HILTON HEAD ISLAND, S.C. — During the qualifying tennis tournament for the Italian Open in Rome in early May, the Italian Tennis Federation (FIT) hosted a special session at the Vatican with Pope Francis, who used the encounter to speak about sports and tennis as an “educational experience.” The audience with the Pope was the opening session for the 2nd Annual International Tennis Coaches Symposium.

Nearly 7,000 tennis coaches, their families and others involved in the sport were in attendance in the Vatican’s Paul VI Audience Hall on May 8, including coaching legend Nick Bollettieri; former touring pro, longtime tennis director and current PTR President Roy Barth; past PTR President Jorge Andrew; U.S. mental toughness coach Lorenzo Beltram; well-known Italian coach Pablo Lozano; Tennis Industry Association (TIA) Executive Director Jolyn de Boer; and TIA Cardio Tennis Manager Michele Krause.

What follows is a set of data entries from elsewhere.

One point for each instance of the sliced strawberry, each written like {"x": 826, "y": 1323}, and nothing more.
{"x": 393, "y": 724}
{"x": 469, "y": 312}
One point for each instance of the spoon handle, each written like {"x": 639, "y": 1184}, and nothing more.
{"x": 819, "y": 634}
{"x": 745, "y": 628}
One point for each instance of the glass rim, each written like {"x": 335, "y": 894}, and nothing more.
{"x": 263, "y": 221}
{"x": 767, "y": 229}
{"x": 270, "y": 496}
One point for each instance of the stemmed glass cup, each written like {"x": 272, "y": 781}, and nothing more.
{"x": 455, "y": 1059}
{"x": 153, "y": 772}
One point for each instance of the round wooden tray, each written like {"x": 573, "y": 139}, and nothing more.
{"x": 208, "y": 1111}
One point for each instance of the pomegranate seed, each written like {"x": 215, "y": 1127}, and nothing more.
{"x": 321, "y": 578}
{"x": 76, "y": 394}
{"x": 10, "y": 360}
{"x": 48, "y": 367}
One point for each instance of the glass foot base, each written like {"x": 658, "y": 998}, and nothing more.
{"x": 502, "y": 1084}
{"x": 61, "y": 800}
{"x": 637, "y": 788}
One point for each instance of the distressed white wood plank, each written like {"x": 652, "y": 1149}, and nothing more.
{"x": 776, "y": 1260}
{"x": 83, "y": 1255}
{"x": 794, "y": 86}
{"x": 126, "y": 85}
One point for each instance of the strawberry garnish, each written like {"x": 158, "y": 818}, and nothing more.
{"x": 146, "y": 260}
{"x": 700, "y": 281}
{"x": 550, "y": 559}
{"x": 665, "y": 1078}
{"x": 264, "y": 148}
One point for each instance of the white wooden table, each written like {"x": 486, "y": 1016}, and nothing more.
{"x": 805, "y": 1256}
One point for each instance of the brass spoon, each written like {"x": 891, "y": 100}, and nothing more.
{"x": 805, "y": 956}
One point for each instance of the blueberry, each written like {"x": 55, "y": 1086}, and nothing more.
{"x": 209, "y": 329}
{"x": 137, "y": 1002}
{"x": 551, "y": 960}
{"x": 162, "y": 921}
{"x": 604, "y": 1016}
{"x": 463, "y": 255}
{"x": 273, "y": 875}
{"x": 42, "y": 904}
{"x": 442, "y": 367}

“There are three paths—three fundamental pillars—for children and young people: Education (in the school and in the family), sport and work,” Pope Francis told the coaches. “When we have all three—school, sport and work—then there exists the conditions to develop a full and authentic life, avoiding those dependencies that poison and ruin existence.

“You athletes have a mission to fulfill: To be, for those who admire you, good role models,” the Pope said. “And also you managers, coaches and others working in sport: You are called to give a good witness to human values, practitioners of a sporting profession that is always fair and transparent.

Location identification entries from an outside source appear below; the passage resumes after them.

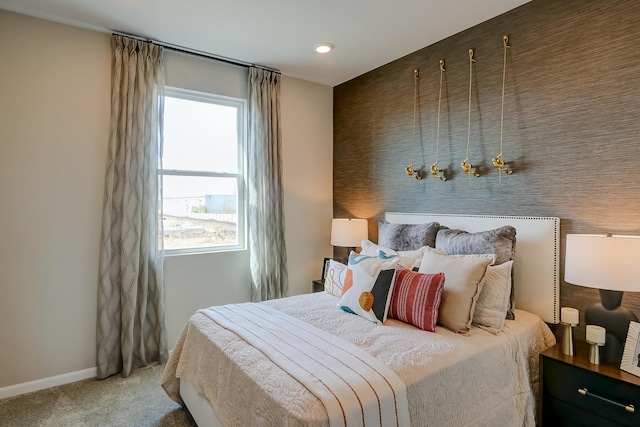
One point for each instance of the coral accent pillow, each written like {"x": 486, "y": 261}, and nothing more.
{"x": 416, "y": 298}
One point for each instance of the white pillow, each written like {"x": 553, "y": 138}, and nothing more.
{"x": 368, "y": 286}
{"x": 334, "y": 278}
{"x": 371, "y": 249}
{"x": 462, "y": 276}
{"x": 494, "y": 299}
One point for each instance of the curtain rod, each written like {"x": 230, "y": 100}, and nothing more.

“I would … urge each of you to get into the game, not only in sport—as you already do and with excellent results—but in life, the pursuit of the good, the true good, without fear, with courage and enthusiasm,” he added.

Following the Pope’s address and blessing, the Symposium moved to the historic Foro Italico, site of the Italian Open. Hosted by the FIT, the gathering of more than 3,000 tennis professionals and coaches is the world’s largest tennis symposium. Cardio Tennis, a program managed by the TIA, was presented and demonstrated on the Grand Stand Court by de Boer and Krause.

The on-court Cardio Tennis participants wore Polar Bluetooth heart-rate transmitters and the data for each participant was displayed on the court’s large Jumbotron so the audience could see the players’ heart rates live and follow their progress as they were put through the Cardio Tennis session, burning calories and getting their heart rate into their training zones.

Cardio Tennis already is offered in more than 30 countries, including as a key pillar for tennis participation in Australia and the United Kingdom. In the U.S., more than 1.7 million people participate in Cardio Tennis.